Google has apparently come up with an application called Mail Goggles that sets up some barriers to sending e-mail during certain hours. The Chronicle of Higher Ed has a piece that suggests that this might help curb inappropriate e-mails from students to professors.
I appreciate the Chronicle's benefit-of-the-doubt approach on inappropriate student e-mail, but I'd be stunned to find out that alcohol was behind more than a tiny percentage of inappropriate student e-mail to professors for several reasons.
1. I just don't believe students are thinking about us when they get drunk. Please God, don't let them be thinking about us when they're drunk.
2. If it were just alcohol, the inappropriate e-mails would have started with the advent of e-mail and would have likely remained steady, or at least only risen in proportion to the difference between drinkers today and drinkers 15 years ago. I've not noticed that to be the case. I've noticed a serious spike in inappropriate e-mail over the past 5 years. And I seem as likely to get it at 2:00 in the afternoon as at 2:00 in the morning (which could, I guess, just mean that some students are drunk all the damn time).

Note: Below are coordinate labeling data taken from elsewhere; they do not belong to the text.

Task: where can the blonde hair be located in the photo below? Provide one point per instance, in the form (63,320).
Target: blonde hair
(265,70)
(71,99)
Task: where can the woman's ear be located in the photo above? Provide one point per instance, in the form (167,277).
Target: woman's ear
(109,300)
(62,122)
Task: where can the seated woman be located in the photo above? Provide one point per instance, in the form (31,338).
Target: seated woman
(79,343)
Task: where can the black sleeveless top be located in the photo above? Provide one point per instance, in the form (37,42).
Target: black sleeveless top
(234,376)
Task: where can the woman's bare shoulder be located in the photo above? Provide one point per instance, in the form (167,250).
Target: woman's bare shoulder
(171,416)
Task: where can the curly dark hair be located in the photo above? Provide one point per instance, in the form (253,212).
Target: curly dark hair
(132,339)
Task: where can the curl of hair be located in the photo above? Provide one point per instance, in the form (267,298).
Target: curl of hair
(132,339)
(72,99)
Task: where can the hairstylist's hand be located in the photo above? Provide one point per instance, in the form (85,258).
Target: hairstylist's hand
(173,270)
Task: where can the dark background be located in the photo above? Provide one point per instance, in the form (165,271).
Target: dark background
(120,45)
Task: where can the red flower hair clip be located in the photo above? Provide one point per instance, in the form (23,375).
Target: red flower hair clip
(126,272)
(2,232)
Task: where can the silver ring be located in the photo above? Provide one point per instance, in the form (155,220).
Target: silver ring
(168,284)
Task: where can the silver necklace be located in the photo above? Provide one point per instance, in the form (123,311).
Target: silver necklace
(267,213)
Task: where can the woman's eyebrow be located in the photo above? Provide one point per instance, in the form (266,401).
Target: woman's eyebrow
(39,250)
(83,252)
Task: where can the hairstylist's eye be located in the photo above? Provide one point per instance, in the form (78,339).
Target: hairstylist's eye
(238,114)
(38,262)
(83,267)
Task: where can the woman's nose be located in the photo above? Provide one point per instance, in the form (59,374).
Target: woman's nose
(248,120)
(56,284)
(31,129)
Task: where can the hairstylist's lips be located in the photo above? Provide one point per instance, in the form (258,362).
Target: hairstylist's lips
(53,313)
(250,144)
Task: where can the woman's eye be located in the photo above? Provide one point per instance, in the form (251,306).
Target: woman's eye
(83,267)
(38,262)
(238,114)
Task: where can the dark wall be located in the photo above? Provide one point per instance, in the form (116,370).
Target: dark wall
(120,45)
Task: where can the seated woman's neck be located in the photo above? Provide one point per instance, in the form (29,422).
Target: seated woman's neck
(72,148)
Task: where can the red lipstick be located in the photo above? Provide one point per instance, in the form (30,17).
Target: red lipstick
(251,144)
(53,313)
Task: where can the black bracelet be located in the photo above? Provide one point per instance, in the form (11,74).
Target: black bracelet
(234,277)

3. I think it's poor impulse control. Two things seem to really suppress one's impulse control: drinking and adolescence. Having ruled out drinking in my own mind, I'm going with adolescence. I think that today's 20-somethings are in an extended adolescence that is a by-product of both generational characteristics and extended lifespan. If you have, as the song says, "100 years to live," then there's no big hurry to jump into real life at the tender age of 25. Or seen another way: if you and your children are going to live to 80 or 100, what's the big hurry in pushing them out of the nest?